McDevitt, a Swampscott native and California screenwriter, was eyed by the FBI as a possible suspect in the early 1990s because he was involved in a bungled art robbery in New York a decade earlier that had striking similarities.

In 1980, McDevitt and an accomplice hijacked a Federal Express truck and knocked out the driver with ether. Dressed in Federal Express uniforms and carrying duct tape to bind museum employees and tools to cut paintings from their frames, the pair planned to rob the Hyde Collection in Glens Falls, N.Y.

The plan was foiled when they got stuck in traffic and arrived at the museum shortly after it closed. They were later identified by the truck driver and confessed.
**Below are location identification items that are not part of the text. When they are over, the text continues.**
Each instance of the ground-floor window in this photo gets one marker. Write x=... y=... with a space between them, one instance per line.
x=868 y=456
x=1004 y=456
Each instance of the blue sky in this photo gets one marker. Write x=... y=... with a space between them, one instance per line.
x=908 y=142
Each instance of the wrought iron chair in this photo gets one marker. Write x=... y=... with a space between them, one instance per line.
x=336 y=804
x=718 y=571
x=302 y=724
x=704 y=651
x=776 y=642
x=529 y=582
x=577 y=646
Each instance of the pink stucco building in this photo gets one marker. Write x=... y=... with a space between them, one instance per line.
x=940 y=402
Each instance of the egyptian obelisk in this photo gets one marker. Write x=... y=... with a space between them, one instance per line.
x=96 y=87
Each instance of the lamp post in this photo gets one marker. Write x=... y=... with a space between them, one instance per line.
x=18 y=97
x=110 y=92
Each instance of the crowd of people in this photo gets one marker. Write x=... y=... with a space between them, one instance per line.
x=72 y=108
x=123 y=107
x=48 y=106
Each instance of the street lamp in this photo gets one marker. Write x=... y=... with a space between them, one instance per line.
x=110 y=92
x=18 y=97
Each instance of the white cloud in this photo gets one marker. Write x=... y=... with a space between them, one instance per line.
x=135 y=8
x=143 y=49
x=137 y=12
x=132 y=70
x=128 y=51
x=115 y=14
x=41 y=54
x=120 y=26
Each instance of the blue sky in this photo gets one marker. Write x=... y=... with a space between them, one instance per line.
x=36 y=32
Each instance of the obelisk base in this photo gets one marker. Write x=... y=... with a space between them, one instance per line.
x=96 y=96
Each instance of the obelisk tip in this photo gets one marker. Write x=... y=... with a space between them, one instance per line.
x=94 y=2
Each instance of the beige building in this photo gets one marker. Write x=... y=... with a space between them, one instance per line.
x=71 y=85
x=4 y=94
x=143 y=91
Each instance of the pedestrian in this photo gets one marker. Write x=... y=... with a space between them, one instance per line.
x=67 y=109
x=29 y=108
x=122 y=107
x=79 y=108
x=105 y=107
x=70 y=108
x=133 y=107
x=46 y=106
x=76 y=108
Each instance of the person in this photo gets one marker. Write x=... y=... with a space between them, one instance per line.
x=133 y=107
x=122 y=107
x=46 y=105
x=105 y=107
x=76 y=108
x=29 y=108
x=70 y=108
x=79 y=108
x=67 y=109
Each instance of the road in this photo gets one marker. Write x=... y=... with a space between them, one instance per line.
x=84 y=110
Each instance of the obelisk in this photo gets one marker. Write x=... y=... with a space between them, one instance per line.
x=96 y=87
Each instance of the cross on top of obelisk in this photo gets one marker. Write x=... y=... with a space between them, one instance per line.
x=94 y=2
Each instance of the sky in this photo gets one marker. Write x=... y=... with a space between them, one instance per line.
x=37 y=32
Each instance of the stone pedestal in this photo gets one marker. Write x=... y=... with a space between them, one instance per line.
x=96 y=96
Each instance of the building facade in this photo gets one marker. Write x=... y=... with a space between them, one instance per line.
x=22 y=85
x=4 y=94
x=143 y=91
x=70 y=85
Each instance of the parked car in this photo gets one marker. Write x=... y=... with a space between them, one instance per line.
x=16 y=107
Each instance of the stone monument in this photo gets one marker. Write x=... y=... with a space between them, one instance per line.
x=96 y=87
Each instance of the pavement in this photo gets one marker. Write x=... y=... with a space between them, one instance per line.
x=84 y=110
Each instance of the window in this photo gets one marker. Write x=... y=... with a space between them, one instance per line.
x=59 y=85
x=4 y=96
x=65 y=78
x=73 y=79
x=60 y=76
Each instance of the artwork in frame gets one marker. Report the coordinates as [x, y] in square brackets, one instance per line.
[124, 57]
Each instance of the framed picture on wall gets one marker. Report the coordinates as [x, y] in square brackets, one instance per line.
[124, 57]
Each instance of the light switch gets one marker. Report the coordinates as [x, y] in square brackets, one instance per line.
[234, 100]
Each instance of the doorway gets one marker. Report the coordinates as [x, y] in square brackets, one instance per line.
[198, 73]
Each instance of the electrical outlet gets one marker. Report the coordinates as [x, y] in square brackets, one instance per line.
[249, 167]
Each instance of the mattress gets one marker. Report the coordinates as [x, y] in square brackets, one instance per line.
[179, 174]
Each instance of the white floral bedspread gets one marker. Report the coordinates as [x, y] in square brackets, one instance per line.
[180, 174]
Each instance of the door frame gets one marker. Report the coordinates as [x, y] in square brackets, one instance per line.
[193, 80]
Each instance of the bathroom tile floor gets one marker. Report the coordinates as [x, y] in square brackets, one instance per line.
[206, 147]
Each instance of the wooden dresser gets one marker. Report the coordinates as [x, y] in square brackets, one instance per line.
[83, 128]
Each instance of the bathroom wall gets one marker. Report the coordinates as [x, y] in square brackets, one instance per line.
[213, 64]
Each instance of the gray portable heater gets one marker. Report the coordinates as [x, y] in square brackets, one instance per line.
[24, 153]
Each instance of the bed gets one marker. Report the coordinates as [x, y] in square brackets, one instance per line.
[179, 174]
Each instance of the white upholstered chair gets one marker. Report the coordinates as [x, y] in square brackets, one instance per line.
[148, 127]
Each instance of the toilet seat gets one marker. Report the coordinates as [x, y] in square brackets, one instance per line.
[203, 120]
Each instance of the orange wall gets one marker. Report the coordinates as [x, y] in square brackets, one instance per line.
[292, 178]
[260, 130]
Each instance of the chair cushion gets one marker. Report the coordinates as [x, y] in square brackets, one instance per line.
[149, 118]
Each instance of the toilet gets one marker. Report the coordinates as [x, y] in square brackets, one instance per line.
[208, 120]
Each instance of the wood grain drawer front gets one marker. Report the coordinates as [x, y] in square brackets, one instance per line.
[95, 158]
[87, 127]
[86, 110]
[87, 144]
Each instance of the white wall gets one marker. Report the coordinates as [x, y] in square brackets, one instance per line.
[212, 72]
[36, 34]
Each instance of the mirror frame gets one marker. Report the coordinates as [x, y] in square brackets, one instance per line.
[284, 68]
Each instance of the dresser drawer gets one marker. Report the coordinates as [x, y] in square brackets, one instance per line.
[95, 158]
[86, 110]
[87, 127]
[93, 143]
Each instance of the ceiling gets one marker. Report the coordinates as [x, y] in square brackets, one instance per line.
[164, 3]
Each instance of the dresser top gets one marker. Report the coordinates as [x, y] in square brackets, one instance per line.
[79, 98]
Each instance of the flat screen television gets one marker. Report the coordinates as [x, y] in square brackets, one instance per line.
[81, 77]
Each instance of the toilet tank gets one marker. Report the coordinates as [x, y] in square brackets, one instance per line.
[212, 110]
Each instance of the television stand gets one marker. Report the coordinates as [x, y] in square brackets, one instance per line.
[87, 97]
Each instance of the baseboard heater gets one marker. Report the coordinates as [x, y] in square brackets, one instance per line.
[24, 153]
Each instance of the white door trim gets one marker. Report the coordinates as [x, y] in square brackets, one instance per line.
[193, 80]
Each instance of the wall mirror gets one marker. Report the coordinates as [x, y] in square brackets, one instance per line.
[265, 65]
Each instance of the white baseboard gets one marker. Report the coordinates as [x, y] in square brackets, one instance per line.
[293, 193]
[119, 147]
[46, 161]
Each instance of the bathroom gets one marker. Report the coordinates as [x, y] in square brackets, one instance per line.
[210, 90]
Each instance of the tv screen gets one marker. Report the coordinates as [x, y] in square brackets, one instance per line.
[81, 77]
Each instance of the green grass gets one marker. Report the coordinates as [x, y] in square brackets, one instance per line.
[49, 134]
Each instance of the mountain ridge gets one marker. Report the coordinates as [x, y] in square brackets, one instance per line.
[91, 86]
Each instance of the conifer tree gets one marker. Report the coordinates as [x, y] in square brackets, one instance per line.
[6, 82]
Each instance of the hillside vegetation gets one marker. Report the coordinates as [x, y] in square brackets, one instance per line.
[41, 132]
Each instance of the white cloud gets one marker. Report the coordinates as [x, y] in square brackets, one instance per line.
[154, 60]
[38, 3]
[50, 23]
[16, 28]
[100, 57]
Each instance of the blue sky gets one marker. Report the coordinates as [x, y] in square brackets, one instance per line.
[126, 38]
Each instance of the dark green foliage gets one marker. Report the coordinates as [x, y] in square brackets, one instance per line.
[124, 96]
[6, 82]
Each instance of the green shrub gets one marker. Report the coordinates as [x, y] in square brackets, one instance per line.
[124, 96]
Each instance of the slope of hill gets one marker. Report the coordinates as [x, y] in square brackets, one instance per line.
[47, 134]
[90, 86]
McDevitt, who was 20 at the time, served a few months in jail for the attempted robbery.

McDevitt, who was living in a Beacon Hill apartment at the time of the heist, was interviewed by the FBI a couple of times in 1992, then questioned before a federal grand jury in Boston the following year. At the time, his lawyer told the Globe that McDevitt knows “absolutely nothing” about the heist and couldn’t provide any information that would help investigators.

McDevitt died in Colombia in 2004. He was 43.

William Youngworth Jr.

Youngworth, a Brighton antiques dealer, claimed to have access to the stolen Gardner artwork in 1997 and showed what he claimed to be Rembrandt’s “Storm on the Sea of Galilee” to Boston Herald reporter Tom Mashberg, triggering a front page headline, “We’ve Seen It?” The brief showing, under the glow of a flashlight in a Brooklyn, N.Y., warehouse, led to negotiations between Youngworth and federal authorities.

Youngworth sought several concessions in exchange for the return of the artwork: a reward, then $5 million; immunity from prosecution related to the theft; the dismissal of state criminal charges pending against him; and the release of his friend, Myles Connor, who was in prison on drug charges.

However, the deal fell apart at the end of 1997 when the FBI announced that a vial of paint fragments provided by Youngworth did not come from a Rembrandt, as he had claimed.

Yet in an intriguing twist, an analysis of the fragments done years later indicated they were consistent with paint used by other 17th century Dutch artists, including Vermeer.